Dans un futur pots-apocalyptique dur, gris et froid, un homme s’aventure avec son fils le long de la route qui doit les mener à un endroit où tout va mieux. C’est leur destin que ce film (tiré d’un roman que je n’ai pas lu) va nous faire découvrir. Au travers de décors magnifiques et d’un rendu post-apo grandiose, la relation père-fils va être un élément central, la seule chose les séparant des terribles tueurs que tant de gens sont devenus. Contre les éléments et les hommes, contre l’environnement et contre des groupes de personnes, l’enfant va suivre un voyage initiatique qui le conduira à devenir lui-même un homme. Ce film est très dur, la joie est quasiment absente, le ton est gris et dur comme le monde, froid, mordant, une vision si sombre de l’avenir et de l’espèce humaine. Et pourtant le tout est si prenant, si terriblement humain et proche de nous. C’est un gros choc, brutal comme un coup dans la gorge qui vous coupe la respiration, ne vous laissant la reprendre qu’une fois au générique.

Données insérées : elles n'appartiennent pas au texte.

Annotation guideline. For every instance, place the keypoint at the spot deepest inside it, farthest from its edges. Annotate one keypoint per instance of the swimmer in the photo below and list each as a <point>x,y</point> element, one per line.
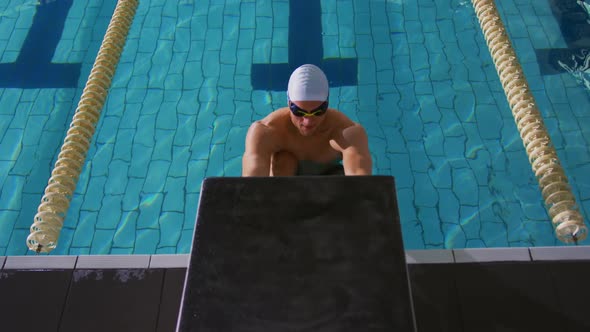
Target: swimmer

On est dans le post-apo. Et même s’il y a des méchants, il ne faut pas s’attendre à du Mad Max. Du cataclysme on ne sait pas grand chose, on en aura quelques bribes par les flashbacks qui émaillent le film. Avec les nuages et la pollution est venu le froid, et les besoins en feu et chaleur. Les infrastructures qui lâchent. Faune et flore qui disparaissent. Le manque de nourriture. Le cannibalisme dès lors. Et la disparition des autorités laissant libre cours aux gangs de dangereux survivants qui délaissent leur humanité. Au milieu de ces horreurs, quelques personnes qui tentent de rester elles-mêmes. Comme ce père, qui garde pour tout lien avec l’humanité l’amour pour son fils et les valeurs qu’il tient à lui inculquer, dans le but de faire de lui un homme bien. On ne saura jamais leurs noms, d’ailleurs aucun personnage n’a un nom. Ce sont juste des gens, des humains, représentants génériques de valeurs et d’attitudes. Un grand tout symbolique, qui devient le combat de résistance de l’humanité face à la sauvagerie. Ne pas personnaliser les héros, ne pas leur donner de nom, ce choix leur donne une portée bien plus grande, permettant de toucher plus de monde. En cela, ce film s’avère très fort, et on se prend à se demander quels choix nous aurions faits à la place de cet homme. Des choix, il doit en faire, souvent difficiles, laissant leur marque sur sa conscience, forgeant par là-même le caractère du fils.
Avec ses décors superbement rendus d’un monde post-apo, La Route s’avère une réussite visuelle de grande qualité. L’ambiance est réellement au rendez-vous et tout concourt à rendre le désespoir de ce monde. Le son soutient cette ambiance lourde, menaçante, pleine de menaces insidieuses. Et puis il y a ce jeu d’acteurs. Viggo Mortensen est très très bon, pris entre son désespoir, la perte de son épouse (tragiques et poignants flashbacks), et sa volonté de permettre à son fils de s’en sortir (tout en sachant que lui-même ne s’en sortira pas). le jeune Kodi Smit-McPhee est aussi superbe dans la position de l’enfant devenant homme, suivant les pas de son père et en retirant tout ce qu’il peut ; vu comme l’ange divin qui seul permet au père de rester humain et de ne pas sombrer, son innocence sera mise à rude épreuve. Les autres rôles sont relégués au second plan, avec des apparitions souvent bien courtes par rapport aux deux personnages principaux. Mais les prestations de Charlize Theron (ah ce flashback où elle disparaît), Robert Duvall, Guy Pearce ou encore Michael K. Williams sont vraiment de qualité et ajoutent au film. Aucun n’a jamais de nom, tous deviennent des généralités, des émanations de principes ou de clichés.
Un film très dur, loin des clichés du post-apo bourré d’action et de testostérone. Ce film touche. Il est profond, réfléchi. Il est prenant. Me touche-t-il davantage parce que je suis père moi-même? Je ne sais pas mais je l’ai trouvé poignant. Fortement chargé en émotion, avec une fin particulièrement sombre, bien qu’attendue, ce film est une belle réussite. J’ai beaucoup aimé.